I wanted better for me, of course. But more than that, I wanted better for my kids.

So I started shopping differently. Eating whole foods. And I very quickly learned the bad news: whole foods don’t come with directions.

Lean Cuisine dinners? They’ve got directions. Kraft mac and cheese? Yep, they’ve got directions, too. Dinty Moore stews? Oh, yes. Even they come with directions.

But vegetables? A slap of fish? An egg? You won’t find any directions printed on them. What does a novice cook do with a bag of green beans? How to take a parsnip — a parsnip, for Pete’s sake! — and turn it into something edible?

There were, inevitably, mistakes. Painful, but true: I ruined perfectly lovely vegetables, I have destroyed hefty chunks of meat. But they’re right about mistakes: you do learn from them.

What I learned turned out to be the best news of all: the tastiest dishes are often the simplest ones. All those exotic ingredients you see at the gourmet store? Forget ‘em. The truth is that anything — anything, save perhaps chocolate — can be made delicious with garlic, lemon, and olive oil. Grill it, roast it, or pan-sautee it. You won’t go wrong with those three simple ingredients. Do all the meals taste the same? No – that’s the beautiful, amazing thing. They mingle differently with different ingredients, bringing out new flavors in a way that is always fresh…and always good.

Beyond that, the tricks are simple: don’t burn the garlic. Keep your vegetables from getting mushy. Use a meat thermometer to determine when your meats are done. And use the freshest, highest-quality foods you can find. The best ingredients? Local, of course.

The results? Much tastier than a frozen dinner. And much, much better for you. Now that‘s good news!

(photo credit: Royalty free stock photography)

  1. Kendra Holliday

    Omigosh I know what you mean – it helps to know what to do with these wonderful simple foods. To be honest with you, I’m STILL not doing brussels sprouts justice. But I can cook some mean kale with lemon, garlic and olive oil all right!

  2. Noelle

    Great article! Brussel sprouts are a new found love and nutritional powerhouse. And, they are perfect cooked with the simple ingredients Ali listed above.

    Brussel sprouts: Wash and cut of the stems and half the sprout. Add 1 shallot and 3 cloves of garlic to a sautee pan with a tbls of olive oil and butter.

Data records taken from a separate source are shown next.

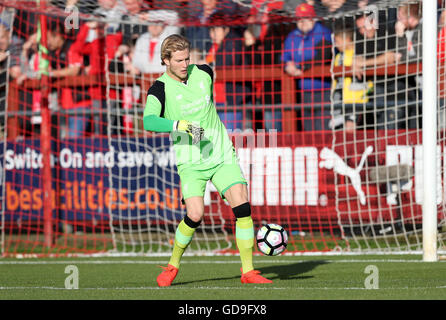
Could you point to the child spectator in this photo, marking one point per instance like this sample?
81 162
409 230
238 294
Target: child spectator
228 51
103 47
148 46
348 89
305 47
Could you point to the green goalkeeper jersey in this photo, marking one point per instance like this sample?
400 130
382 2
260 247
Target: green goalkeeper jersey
191 100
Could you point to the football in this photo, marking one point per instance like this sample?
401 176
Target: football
272 239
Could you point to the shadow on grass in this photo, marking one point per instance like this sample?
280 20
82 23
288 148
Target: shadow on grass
291 271
282 272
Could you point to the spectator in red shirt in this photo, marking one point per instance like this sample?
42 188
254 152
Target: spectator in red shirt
98 49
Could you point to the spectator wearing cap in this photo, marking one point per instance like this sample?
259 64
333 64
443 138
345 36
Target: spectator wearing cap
306 46
147 53
95 50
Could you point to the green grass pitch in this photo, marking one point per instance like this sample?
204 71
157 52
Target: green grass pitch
218 278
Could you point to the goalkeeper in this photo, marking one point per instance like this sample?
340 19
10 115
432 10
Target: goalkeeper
181 102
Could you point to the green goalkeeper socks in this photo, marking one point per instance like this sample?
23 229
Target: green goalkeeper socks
244 236
183 237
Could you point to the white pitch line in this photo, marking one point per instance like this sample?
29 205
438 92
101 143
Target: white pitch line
285 261
220 288
146 288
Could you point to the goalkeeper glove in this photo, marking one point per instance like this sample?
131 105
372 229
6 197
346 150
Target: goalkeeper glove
197 133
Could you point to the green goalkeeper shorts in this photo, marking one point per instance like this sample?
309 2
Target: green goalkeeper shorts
223 176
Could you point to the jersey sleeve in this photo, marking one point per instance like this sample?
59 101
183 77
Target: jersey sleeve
153 118
207 69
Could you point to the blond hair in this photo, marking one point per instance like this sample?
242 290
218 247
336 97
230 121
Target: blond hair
171 44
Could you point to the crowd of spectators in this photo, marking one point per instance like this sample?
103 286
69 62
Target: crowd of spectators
128 41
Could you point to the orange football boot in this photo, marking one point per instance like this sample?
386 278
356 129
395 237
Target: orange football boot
166 277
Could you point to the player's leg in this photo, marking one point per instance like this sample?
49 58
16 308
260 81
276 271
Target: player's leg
186 228
231 184
192 187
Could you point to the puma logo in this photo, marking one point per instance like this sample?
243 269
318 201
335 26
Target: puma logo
331 160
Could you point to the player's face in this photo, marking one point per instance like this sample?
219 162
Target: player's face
177 65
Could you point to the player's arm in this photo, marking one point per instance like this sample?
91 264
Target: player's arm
154 120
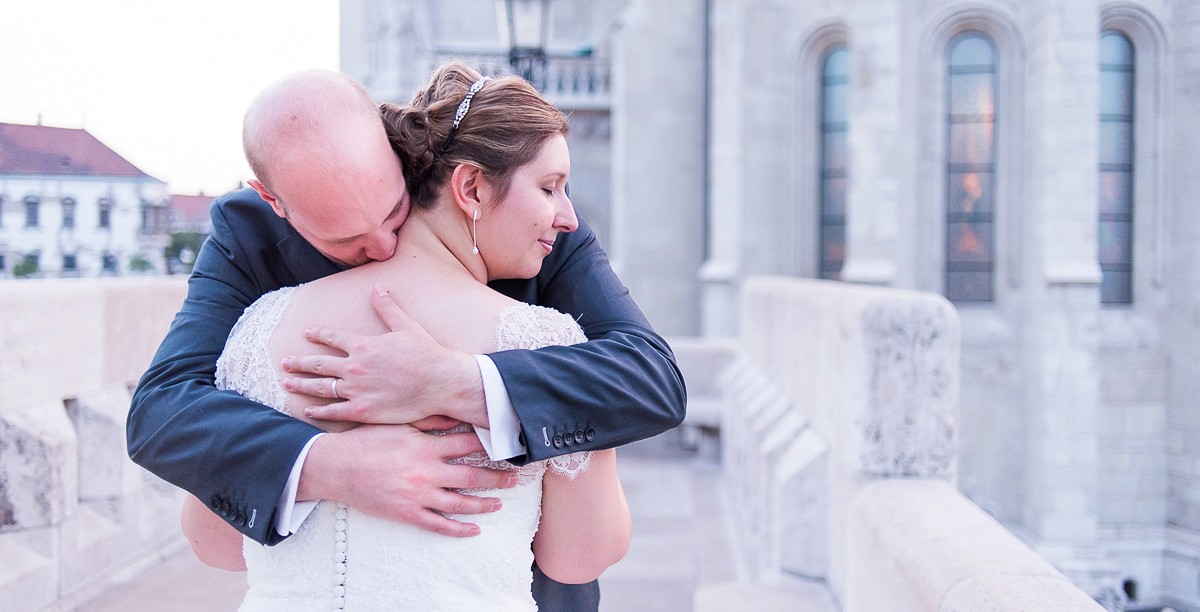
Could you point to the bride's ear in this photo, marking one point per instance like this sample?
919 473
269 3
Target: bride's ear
469 189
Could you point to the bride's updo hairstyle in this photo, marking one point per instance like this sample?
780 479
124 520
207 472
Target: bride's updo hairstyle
504 127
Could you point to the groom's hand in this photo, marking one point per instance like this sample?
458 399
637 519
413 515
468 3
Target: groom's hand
402 376
399 473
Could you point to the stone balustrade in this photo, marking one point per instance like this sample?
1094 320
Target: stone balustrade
839 444
75 511
837 408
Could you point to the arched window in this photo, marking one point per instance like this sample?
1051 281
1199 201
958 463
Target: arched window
33 205
105 219
1115 222
69 208
971 168
834 107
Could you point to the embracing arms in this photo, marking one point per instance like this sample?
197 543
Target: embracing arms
237 455
619 387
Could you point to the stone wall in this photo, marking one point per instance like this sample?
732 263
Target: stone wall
840 442
75 511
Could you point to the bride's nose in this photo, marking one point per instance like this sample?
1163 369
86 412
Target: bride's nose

Add sprouts, cook until tender but not mushy. Salt and pepper to taste. These aren’t your mother’s brussel sprouts, give them a chance, they’re divine.

    Now, I’m hungry.

  3. John Irwin

    Check out Nourishing Traditions by Sally Fallon, a cookbook with lots of info on nutrient-dense foods & time-honored ways of preparing them. Loads of recipes.

  4. Sophia

    I’ve just discovered roasting vegetables myself. I was always the same way about cooking, but sticking something in the oven for an hour works well and means that cooking isn’t as labor-intensive as I lead myself to think all this time. (I like using balsamic vinegar with beets or fennel, personally.)

  5. Beth Bader

    Once you learn the basics, the rest comes easy. My mom always said, “If you can read, you can cook.” And it’s true. You can’t go wrong with simple methods and great ingredients.